(If you haven't read mine and my hubby's story you can go HERE first!)
Occasionally I take a little trip down memory lane and think about all the things we've been through as a couple and a family. Most of my memories are good. Isn't it funny how your mind selects which memories to keep and which ones to let fade? But anyway, sometimes random things just pop into my head. Like how when we were first together (that first photo - I was 14 and he was 17.) we said we'd name our first boy Preston Bailey. We're way over that name now! Lol! And I can't imagine ever wanting a boy after our sweet daughter.
I remember another time riding with Benjamin to eat somewhere and he played this really sweet song for me and I remember very shyly holding his hand for a few minutes......back then I wasn't allowed to "date" and there was to be absolutely NO physical contact so I was sure I was going to be grounded for life if my parents found out I had actually touched him! Haha!
(When we got back together in 2004)
I remember running into him at our local post office where his dad worked in the summer of 2004 after I had graduated. I still remember what he was wearing and I remember what I was wearing! Lol! I know, I'm silly. I wasn't dating anyone and I was moving to AL to go to Cosmetology school. But since I was moving out of my parents home I could date him if I wanted to (finally!). I remember my heart racing when I saw him! We chit chatted briefly. I knew he was dating someone else (and it broke my heart!) and he was very respectful of that. But I told him if it didn't work out with her to please get back in touch with me because I still cared about him. I figured I'd never hear from him again although I wanted to......
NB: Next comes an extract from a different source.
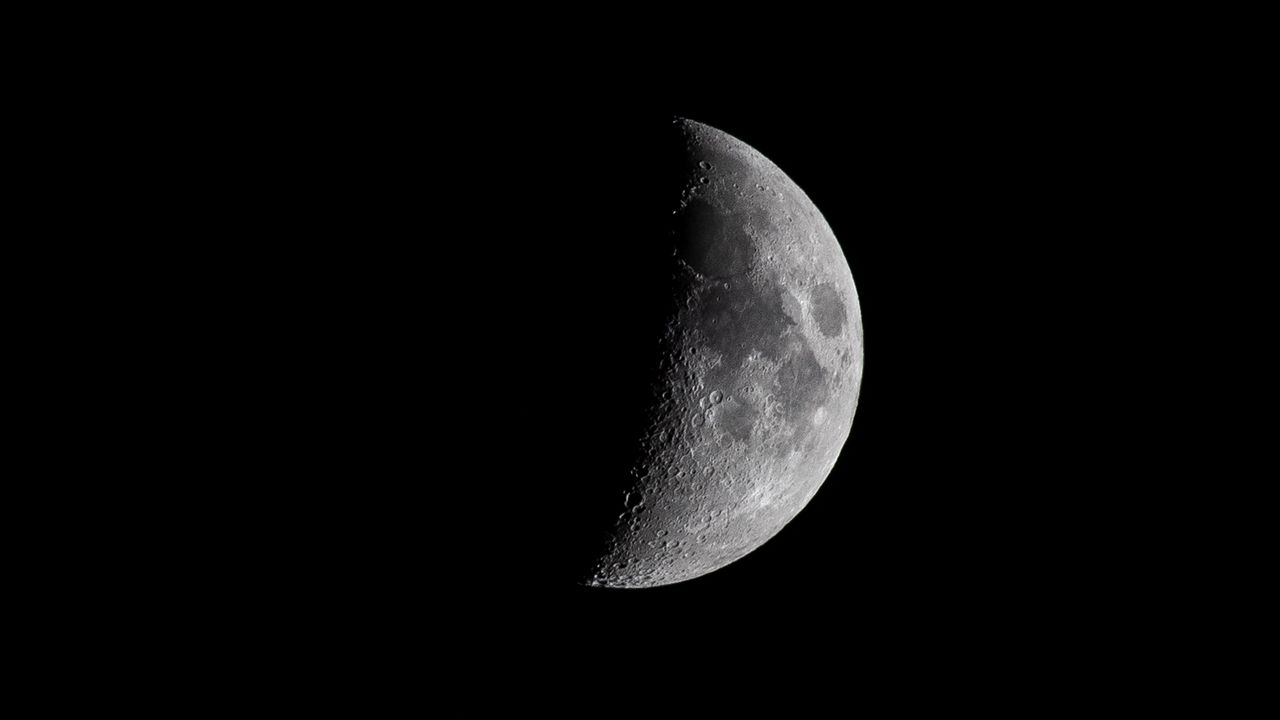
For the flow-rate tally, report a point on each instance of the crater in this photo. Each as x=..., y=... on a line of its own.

I moved to Bama and briefly dated a guy there but in October 2004 I was headed out the door to go help my Grandmother (I lived with my grandparents while I was in school) and I heard my phone's text alert and I almost left it but decided to check it before I went outside. All it said was "I've missed you." I remember my heart almost stopping completely because I thought it was his number. Here's the funny part, I had a good friend in NC whose phone number was the exact same digits except the last two were reversed. So for a split second I thought maybe it was her! Lol! So I texted back and said "Who is this?" and he texted back, "Who do you think it is?!" And I knew it was him and I seriously almost had a heart attack I was so happy because I knew that he was getting back in touch with me because he had broke up with his girlfriend and he still wanted to be with me. We talked on the phone and texted a lot for the next month. Then on Black Friday in 2004 I met up with his mom for some shopping while I was in town for the holidays. He met up with us - I first saw him again in Bath & Body Works. I'm pretty sure time stood still and I fell in love so hard I thought I might drown in it! He kissed me that night while U2 sang "City of Blinding Lights" and we never looked back!
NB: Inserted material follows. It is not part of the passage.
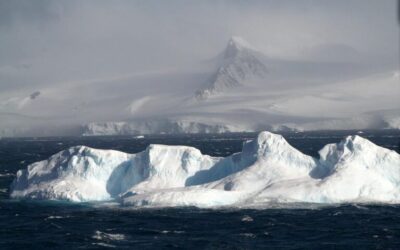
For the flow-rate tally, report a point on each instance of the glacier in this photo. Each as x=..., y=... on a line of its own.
x=268, y=170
He was visiting me in AL February 2005. It was Valentine's Day and I had to work.....the salon at worked at was "closed" on Monday's but I still went into make calls, take calls and do inventory. He came and sat with me all day (awww!) and all of a sudden he looked up from what he was doing and said, "I'm going to move down here!" I was like "What?!" I never expected that, we have never even talked about it. And he did - he moved down June 2005 to be with me! But I've since learned that Benjamin's does that - when he decides on something it's seemingly out of the blue and then we do it and it works. I'm still waiting for a few really special "out of the blue" moments to happen - and when they do I may pass out from all the happiness it'll cause me to experience! Lol!
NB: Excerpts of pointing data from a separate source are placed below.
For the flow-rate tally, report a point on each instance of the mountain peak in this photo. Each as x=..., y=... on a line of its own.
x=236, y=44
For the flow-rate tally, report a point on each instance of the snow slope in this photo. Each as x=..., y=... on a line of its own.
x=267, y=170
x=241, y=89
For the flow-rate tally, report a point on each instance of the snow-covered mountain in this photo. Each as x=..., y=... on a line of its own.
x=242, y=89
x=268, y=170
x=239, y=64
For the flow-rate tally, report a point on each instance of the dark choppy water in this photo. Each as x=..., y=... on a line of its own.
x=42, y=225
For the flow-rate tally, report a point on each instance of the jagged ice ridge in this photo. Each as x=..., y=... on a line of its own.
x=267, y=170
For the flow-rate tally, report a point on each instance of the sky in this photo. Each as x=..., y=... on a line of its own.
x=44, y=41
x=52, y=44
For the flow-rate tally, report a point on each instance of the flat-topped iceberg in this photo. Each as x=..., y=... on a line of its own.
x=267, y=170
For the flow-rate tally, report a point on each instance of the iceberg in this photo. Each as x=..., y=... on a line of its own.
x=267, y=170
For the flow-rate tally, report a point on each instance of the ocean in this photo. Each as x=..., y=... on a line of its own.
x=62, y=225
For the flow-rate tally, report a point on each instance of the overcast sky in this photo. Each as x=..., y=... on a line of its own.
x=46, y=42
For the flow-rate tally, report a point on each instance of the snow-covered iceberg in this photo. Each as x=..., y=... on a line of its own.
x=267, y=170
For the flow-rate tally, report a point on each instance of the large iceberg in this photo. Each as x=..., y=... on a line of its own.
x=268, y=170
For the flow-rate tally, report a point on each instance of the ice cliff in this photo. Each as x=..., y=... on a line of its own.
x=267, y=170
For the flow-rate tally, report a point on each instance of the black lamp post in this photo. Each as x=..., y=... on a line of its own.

I can't believe that the 26th of this month will mark us being together 7 years! I remember asking him in Panera Bread that day if we were an "official" couple and he said he had thought it was official the moment he had text me a month before! If for some reason Benjamin and I hadn't ended up back together I still never would have gotten over him - I loved him from the moment I saw him and never stopped. And even though we both had to travel separate roads for awhile and endure things and go through things we wish we hadn't in the end we're together and that's all that matters!